JERUSALEM: Most of those released are from Fatah
Israel released 255 Palestinian prisoners on Friday in a gesture meant to support the Palestinian president, Mahmoud Abbas of Fatah, who said that more prisoners would soon be released.
The gesture came out of Abbas's last meeting with Prime Minister Ehud Olmert of Israel, who also agreed to amnesty for 178 members of Fatah's Al Aksa Martyrs Brigades if they gave up their weapons and pledged to stop attacking Israel.
Both moves are supposed to help Abbas and his Fatah faction in their struggle with the Islamic movement Hamas, which routed Fatah and took control of Gaza in June.
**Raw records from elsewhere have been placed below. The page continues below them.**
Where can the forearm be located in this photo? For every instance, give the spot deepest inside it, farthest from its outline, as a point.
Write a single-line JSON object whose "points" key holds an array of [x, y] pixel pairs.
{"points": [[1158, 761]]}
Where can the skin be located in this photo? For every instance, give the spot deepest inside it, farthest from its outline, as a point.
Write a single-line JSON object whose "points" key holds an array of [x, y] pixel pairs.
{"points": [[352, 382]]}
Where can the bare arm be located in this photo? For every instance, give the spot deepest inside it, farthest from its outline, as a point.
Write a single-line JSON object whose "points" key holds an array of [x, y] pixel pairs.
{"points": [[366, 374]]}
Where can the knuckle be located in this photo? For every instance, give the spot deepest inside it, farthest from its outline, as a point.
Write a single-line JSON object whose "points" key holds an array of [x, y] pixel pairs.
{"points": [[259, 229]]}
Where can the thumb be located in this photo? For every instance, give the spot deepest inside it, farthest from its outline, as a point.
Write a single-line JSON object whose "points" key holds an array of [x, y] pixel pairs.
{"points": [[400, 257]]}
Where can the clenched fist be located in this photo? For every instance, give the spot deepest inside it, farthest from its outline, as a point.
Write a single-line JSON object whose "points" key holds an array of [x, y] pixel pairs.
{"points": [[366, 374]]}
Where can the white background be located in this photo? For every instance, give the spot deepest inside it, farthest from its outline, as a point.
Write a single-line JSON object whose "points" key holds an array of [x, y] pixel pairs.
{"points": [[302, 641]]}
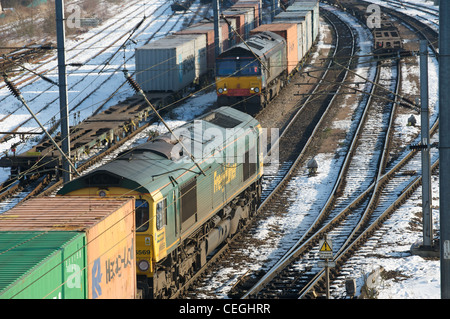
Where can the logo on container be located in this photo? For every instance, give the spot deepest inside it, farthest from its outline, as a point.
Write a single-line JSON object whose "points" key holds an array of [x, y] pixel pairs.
{"points": [[113, 267]]}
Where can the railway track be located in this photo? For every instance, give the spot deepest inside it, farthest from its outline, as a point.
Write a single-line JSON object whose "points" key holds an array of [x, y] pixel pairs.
{"points": [[317, 106], [297, 274], [18, 192], [360, 168], [87, 92]]}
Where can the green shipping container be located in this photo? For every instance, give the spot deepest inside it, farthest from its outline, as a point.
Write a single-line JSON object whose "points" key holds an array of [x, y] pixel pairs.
{"points": [[42, 265]]}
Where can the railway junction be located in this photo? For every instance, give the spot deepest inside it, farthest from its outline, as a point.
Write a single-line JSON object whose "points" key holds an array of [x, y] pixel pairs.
{"points": [[344, 169]]}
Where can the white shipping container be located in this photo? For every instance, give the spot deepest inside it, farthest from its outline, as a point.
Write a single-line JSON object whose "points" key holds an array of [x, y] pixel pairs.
{"points": [[172, 63], [294, 17], [308, 6]]}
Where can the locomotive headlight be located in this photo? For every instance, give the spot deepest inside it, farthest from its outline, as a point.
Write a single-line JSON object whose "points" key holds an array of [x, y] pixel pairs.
{"points": [[143, 265]]}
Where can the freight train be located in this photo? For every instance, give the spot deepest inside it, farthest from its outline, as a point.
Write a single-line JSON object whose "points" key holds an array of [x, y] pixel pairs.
{"points": [[186, 206], [185, 60], [250, 74]]}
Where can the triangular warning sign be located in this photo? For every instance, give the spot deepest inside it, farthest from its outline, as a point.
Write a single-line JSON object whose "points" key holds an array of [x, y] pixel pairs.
{"points": [[325, 247]]}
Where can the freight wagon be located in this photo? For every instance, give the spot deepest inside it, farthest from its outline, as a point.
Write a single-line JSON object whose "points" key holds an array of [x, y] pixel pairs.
{"points": [[249, 75], [185, 59], [185, 208], [68, 248]]}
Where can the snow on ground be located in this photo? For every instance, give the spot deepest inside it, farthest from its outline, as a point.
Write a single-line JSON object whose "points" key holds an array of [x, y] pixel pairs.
{"points": [[420, 278]]}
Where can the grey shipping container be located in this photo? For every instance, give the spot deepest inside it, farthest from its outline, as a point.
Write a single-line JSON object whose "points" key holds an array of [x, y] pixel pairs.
{"points": [[172, 63], [308, 6], [301, 33], [249, 18], [299, 16]]}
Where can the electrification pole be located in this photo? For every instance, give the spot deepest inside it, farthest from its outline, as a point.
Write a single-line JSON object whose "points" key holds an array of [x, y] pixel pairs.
{"points": [[425, 135], [62, 82], [444, 145], [216, 27]]}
Since then, Abbas fired the Hamas-led government and named a new cabinet led by Prime Minister Salam Fayyad, an independent. Together, with the help of Western aid, they are trying to create a better life for Palestinians in the Israeli-occupied West Bank, in contrast to the situation in Gaza, where Hamas is isolated and the main crossings for goods and people to both Israel and Egypt have been shut for more than a month.
Abbas invited many of the freed prisoners, most of them affiliated with Fatah, to a celebration at his headquarters in Ramallah. Israel holds some 10,000 prisoners. Those released Friday had at least a year left to their terms, but none was convicted of wounding or killing Israelis.
"This is the beginning," Abbas said. "Our work must continue until every prisoner returns to his home." He added: "I thank God that we are honored by the return of heroes of freedom to their home and the bosom of their homeland."
Ziad Abu Ein, the Palestinian deputy minister for prisoner affairs, said that those freed had an average of three years left on their sentences. They included Abdel Rahim Malouh, 61, deputy head of the Popular Front for the Liberation of Palestine, which murdered an Israeli cabinet minister six years ago.
The release began at dawn when prisoners in shackles were taken from the Ketziot prison camp in Negev and put on busses to the West Bank. At the Betuniya checkpoint, they disembarked, some of them kissing the ground, and boarded Palestinian buses to Ramallah.
One of the prisoners was not released because he apparently had switched his affiliation in prison to Hamas, Israeli officials said. Miri Eisin, spokeswoman for Olmert, said Israel wanted to ensure that "we let out no one from Hamas." Fayyad, the prime minister, welcomed the release but said that "Israel can allow itself to be more bold" instead of practicing "a policy of small change." Palestinians want to release prisoners, he told the Israeli newspaper Yediot Aharonot. "But I am a bit cynical in this matter. I look at the meetings that end in festive photographs and announcements of releases. The conflict between us and you is not over prisoners," he added.
Hamas called the release a crude political ploy. "This step has no real value because most of the prisoners are from one faction, and most were about to be released," said a Hamas spokesman in Gaza, Sami Abu Zuhri.
In Beit Taamar, a village near Bethlehem, Khaled Hassan Abiyat, 37, was surrounded by friends and family after more than three years in prison. "I thank Abu Mazen for his efforts to release me and my brothers," he said, using a popular name for Abbas. "I'm very happy, it's an excellent feeling to be free."
The entire village seemed to come out to greet him, and cars were decorated with Palestinian flags and the yellow flags of Fatah. Men held Abiyat on their shoulders, and three gunmen with masks and Al Aksa Martyrs Brigades written on their vests shot rifles into the air, joined by another 10 armed men.
On Abiyat's house was a huge poster with his photo and that of the late Palestinian leader, Yasir Arafat, with the words, "Al Aksa Martyrs Brigades." He was also greeted there by some 80 women singing wedding songs and handing around candy.
One villager said: "We have a wedding in the village this evening, but tonight we will celebrate two weddings - the actual one and the Khaled's release and homecoming."
Abiyat's cousin, Muhammad Abiyat, said: "This is an incomplete happiness. Something is missing. We want to see the release of all the Palestinian nation."
Reem Makhoul contributed reporting from Beit Taamar, West Bank.
The so-called Quartet of Middle East mediators has thrown its weight behind a U.S. plan to reinvigorate Israeli-Palestinian peacemaking and pledged support for all Palestinians, including those in Gaza, Reuters reported from Lisbon.
The Quartet, which is made up of top diplomats from the United States, Russia, the European Union and the United Nations, met Thursday for the first time since Hamas seized control of the Gaza Strip from President Mahmoud Abbas's forces last month, effectively dividing Palestinians between Gaza and the West Bank.
The meeting was also the first that former Prime Minister Tony Blair of Britain attended. Delegates hope he will help move the Middle East peace forward.